The events in Ukraine over the past few weeks have shocked the world. Maybe ‘shocked’ isn’t the right word, given the troop build-up for the weeks before told their own tale, as did the intelligence!
The invasion of Ukraine by Russia has seen Nations stand together, sanctions on a level not seen before and slowly the vast majority of the world coming together and firmly standing (even if from a distance of safety) on the side of Ukraine. Even China has been muted, not supporting one side or another outright – surely a worry for Putin.
Watching the President of Ukraine, Volodymyr Zelenskyy, over the past few weeks he has been impressive in how he has been communicating. He has communicated in such a manner, that he has ensured that the plight of Ukraine and Ukrainians has stayed front and centre of the news since the beginning of the invasion.
He has been invited to speak to parliaments, something not seen before in the UK as example, and Prime Ministers and in doing so has spoken to all of us. He has used different channels, from new broadcasters to social media channels to deliver his different messages. He has used different formats and different tones, content suitable for broadcast and content for social media channels. Zelenskyy has been thankful for assistance yet forceful in his demands for more support.

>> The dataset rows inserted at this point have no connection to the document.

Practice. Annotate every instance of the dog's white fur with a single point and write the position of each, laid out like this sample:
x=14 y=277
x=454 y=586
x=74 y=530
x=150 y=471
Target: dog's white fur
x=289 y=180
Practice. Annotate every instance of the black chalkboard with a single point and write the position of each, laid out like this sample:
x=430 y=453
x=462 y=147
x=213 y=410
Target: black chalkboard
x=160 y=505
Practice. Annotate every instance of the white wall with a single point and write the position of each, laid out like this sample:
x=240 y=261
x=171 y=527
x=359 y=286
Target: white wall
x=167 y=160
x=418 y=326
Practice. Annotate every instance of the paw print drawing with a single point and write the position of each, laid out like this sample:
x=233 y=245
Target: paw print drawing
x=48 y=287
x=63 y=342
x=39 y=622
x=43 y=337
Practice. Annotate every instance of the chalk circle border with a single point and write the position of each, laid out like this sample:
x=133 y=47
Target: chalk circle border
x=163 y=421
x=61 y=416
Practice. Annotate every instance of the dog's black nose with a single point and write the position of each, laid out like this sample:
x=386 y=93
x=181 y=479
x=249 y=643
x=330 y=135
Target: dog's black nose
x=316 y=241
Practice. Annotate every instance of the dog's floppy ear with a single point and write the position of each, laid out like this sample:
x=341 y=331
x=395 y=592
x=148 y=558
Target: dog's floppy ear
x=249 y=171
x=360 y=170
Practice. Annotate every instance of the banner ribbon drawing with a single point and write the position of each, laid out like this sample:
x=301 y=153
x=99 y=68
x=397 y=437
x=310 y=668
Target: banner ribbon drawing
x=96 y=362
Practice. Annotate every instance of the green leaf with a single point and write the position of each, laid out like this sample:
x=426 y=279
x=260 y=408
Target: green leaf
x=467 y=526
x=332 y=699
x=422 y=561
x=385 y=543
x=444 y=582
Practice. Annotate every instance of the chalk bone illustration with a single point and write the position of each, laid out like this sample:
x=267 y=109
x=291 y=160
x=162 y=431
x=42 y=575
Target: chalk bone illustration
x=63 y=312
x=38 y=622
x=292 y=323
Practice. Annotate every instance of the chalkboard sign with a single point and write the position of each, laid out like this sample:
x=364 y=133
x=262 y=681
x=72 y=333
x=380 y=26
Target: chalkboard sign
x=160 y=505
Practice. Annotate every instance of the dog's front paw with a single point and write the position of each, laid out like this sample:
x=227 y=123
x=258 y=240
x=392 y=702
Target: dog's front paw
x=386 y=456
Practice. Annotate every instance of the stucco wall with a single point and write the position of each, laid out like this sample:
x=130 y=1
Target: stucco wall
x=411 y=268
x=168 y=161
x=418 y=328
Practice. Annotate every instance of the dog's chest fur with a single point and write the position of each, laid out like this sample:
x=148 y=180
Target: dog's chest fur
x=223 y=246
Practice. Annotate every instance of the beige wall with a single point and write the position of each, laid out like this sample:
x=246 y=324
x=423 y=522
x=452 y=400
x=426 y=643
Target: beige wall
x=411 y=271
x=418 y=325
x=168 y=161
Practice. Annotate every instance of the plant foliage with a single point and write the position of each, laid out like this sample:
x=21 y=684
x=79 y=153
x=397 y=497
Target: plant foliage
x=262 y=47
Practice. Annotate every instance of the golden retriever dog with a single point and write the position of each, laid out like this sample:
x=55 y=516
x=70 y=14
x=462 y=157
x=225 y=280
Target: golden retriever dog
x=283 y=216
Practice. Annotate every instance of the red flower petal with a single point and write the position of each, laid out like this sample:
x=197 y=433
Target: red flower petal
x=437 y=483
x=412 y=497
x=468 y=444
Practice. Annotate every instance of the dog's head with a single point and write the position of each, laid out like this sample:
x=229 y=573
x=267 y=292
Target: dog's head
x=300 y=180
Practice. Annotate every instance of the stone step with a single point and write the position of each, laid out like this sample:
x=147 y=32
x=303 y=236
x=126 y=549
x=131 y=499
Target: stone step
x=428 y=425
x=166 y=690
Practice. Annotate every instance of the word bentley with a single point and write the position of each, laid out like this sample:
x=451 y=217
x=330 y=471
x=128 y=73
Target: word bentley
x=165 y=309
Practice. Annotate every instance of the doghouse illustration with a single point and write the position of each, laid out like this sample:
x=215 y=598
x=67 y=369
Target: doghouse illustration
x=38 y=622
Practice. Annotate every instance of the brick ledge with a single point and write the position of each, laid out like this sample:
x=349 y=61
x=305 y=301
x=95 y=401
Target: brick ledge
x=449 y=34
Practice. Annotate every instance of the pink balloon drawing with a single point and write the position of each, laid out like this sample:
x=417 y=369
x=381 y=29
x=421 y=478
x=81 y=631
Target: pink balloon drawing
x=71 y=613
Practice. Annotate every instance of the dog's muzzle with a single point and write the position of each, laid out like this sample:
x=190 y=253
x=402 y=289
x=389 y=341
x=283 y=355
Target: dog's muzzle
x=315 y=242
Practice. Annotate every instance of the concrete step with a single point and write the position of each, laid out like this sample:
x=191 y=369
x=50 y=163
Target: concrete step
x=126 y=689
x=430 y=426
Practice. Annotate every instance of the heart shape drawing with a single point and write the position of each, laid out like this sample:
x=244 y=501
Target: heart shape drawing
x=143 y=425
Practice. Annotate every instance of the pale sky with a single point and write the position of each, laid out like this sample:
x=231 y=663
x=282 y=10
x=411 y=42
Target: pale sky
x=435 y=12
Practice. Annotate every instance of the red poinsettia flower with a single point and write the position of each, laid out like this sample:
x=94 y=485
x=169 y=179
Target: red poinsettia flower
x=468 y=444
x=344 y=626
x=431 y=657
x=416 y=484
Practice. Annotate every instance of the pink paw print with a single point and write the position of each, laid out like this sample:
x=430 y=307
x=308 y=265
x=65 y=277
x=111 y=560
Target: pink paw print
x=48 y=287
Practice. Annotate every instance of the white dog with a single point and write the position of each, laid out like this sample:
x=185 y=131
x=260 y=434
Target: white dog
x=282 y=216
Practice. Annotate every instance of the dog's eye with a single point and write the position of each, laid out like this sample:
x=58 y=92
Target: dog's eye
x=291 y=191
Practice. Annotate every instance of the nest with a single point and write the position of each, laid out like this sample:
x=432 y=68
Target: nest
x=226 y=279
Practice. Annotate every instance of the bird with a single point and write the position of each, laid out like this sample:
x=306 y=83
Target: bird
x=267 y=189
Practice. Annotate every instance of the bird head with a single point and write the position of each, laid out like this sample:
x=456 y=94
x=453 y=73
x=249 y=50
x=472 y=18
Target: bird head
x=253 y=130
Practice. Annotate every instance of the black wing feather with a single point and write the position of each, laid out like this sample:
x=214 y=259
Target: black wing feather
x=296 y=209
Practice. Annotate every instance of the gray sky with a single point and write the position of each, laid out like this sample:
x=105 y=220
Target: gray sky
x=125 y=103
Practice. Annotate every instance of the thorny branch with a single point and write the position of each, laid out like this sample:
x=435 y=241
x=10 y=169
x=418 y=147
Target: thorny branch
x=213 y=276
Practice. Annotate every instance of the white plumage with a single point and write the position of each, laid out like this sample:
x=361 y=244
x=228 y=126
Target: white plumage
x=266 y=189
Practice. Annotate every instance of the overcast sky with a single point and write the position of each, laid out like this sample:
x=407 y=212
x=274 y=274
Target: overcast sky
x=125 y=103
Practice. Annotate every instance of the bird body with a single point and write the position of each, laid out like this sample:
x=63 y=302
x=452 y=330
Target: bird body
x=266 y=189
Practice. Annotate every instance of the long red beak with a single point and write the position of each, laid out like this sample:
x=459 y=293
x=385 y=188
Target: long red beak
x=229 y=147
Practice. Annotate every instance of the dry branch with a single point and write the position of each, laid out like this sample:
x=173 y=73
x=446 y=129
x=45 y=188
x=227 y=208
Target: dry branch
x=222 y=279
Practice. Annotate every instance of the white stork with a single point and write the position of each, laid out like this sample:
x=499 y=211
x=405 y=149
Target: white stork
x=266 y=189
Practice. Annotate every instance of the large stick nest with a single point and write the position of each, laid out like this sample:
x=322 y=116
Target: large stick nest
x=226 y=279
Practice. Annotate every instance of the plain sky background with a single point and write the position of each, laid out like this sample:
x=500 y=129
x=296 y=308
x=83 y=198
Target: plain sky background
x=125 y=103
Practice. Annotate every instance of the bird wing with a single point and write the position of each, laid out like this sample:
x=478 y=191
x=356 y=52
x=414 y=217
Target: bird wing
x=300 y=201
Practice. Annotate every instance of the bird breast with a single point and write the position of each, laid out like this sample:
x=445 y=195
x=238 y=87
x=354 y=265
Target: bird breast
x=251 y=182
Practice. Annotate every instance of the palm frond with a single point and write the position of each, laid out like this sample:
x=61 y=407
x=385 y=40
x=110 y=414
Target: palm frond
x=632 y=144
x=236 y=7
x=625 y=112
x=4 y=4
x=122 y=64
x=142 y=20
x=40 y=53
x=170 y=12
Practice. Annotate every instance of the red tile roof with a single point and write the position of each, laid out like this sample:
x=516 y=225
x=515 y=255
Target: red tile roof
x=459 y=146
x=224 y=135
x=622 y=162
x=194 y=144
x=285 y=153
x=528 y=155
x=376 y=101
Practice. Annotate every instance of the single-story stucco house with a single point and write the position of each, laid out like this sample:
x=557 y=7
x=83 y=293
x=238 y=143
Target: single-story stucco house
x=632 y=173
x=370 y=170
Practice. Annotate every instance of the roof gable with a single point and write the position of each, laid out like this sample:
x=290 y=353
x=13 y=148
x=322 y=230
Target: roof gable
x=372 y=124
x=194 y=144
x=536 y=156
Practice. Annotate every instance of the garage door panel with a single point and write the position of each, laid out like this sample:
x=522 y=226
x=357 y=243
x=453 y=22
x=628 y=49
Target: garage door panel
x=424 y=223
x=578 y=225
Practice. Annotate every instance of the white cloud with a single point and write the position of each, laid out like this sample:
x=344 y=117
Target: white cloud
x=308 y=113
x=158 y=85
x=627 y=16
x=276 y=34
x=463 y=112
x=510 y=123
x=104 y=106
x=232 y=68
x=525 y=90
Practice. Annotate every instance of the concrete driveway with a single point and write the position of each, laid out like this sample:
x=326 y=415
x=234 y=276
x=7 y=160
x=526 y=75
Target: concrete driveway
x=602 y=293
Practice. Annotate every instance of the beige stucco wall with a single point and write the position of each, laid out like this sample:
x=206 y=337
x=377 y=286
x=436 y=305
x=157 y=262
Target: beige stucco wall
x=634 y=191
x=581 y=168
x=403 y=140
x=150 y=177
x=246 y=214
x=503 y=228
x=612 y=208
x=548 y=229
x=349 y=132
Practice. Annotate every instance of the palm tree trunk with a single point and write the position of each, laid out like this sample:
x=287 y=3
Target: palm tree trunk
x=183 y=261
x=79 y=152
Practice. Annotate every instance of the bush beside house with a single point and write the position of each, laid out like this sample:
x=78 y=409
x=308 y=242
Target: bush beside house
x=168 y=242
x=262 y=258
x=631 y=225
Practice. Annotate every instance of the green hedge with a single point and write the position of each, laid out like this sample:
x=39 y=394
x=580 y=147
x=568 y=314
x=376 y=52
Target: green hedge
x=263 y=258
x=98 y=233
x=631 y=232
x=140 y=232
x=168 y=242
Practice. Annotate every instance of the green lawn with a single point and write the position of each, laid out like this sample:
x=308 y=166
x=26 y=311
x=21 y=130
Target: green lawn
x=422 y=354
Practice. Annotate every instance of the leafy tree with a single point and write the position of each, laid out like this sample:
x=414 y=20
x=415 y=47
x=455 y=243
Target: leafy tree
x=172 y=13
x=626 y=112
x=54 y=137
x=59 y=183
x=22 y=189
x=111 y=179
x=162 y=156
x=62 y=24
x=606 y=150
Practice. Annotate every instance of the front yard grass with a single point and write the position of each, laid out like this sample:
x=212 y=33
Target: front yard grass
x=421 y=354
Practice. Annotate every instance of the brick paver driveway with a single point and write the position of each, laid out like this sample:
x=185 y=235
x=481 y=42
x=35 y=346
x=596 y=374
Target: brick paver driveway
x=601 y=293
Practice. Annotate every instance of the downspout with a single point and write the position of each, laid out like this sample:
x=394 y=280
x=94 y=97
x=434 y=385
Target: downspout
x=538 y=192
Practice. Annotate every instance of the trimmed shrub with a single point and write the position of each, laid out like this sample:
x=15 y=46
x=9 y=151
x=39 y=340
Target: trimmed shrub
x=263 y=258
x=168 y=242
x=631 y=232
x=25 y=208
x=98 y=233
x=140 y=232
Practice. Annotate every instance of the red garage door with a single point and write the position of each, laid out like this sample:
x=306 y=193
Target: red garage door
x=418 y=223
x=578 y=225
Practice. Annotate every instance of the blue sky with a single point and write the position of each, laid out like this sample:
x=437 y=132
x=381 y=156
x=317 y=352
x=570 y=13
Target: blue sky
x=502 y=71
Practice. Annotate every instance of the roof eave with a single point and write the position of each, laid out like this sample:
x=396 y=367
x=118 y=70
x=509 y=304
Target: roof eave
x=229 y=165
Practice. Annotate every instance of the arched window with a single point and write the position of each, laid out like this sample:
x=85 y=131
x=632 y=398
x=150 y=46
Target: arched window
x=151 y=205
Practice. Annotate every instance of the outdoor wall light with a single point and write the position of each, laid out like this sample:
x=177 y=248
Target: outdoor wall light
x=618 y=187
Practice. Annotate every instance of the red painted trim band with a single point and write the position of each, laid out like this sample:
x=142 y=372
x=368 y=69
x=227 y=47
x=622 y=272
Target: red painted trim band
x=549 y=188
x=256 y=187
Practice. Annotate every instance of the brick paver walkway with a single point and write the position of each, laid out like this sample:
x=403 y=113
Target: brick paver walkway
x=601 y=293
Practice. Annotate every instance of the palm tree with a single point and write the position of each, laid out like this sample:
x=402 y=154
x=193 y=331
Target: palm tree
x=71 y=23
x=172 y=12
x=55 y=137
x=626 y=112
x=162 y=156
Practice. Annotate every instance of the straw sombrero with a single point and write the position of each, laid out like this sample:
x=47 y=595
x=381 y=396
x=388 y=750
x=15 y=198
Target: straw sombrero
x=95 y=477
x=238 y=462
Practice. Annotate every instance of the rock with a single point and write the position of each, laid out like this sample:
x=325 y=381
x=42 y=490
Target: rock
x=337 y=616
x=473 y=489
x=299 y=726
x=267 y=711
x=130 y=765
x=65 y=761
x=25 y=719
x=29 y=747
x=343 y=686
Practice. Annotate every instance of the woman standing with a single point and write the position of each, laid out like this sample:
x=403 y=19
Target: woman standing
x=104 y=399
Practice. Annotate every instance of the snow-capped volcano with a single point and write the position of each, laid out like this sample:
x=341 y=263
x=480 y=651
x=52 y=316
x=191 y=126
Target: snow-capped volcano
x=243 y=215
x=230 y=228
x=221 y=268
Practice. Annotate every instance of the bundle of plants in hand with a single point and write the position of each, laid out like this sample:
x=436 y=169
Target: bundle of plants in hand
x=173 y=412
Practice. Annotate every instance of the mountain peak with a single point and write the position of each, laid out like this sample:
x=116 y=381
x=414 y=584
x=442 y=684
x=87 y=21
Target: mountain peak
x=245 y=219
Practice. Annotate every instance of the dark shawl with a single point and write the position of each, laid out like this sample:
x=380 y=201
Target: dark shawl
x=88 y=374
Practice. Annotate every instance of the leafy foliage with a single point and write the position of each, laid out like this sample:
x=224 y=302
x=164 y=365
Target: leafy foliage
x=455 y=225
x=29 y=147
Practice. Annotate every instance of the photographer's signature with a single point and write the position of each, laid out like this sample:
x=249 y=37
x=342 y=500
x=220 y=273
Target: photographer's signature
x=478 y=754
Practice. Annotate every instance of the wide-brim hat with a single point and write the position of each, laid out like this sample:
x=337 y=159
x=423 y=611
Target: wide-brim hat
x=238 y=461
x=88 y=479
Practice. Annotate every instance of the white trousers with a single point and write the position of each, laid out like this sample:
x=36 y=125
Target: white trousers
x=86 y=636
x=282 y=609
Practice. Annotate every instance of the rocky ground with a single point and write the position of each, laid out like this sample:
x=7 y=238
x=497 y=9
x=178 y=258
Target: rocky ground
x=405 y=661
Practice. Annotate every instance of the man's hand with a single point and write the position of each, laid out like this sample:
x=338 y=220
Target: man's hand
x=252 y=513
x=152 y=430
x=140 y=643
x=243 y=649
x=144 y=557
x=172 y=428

He has captivated his multiple and vastly different audiences and engaged with every single one. He has brought into our offices and living rooms the reality of war, he has made us feel the hurt and anger of what we are witnessing, aided by the work of brave journalists and civilians on the ground.
He has made it personal, addressing people by their name, using phrases and sayings that his audience would be familiar with and recognise. Zelenskyy is inviting the audience into his world, trying to give them a sense of what it is like in his shoes.
Zelenskyy has ensured that he has been able to speak to the world, all whilst his country is under attack and he is under constant pressure to make decisions.
At home, Zelenskyy has had to show strength and resolve, he has to continue to inspire the citizens of Ukraine to stand up to the Russian aggression and fight. He will also have to ensure communications are reaching citizens about when and how to evacuate, what the Government is doing to ensure food, water and electricity – all in the most difficult circumstances and in some circumstances where it won’t be possible to reach people at all.
There is a lot we can learn from Zelenskyy, being a former actor he knows how to capture his audience and keep their attention. He has seamlessly engaged his different audiences, adapted his style and tone to ensure they can relate to what he is saying. He has been forceful when he has needed to be but not in a way that disrupts the audience. All of this this has proven valuable to the Ukrainian people in their time of greatest need, and it will be crucial.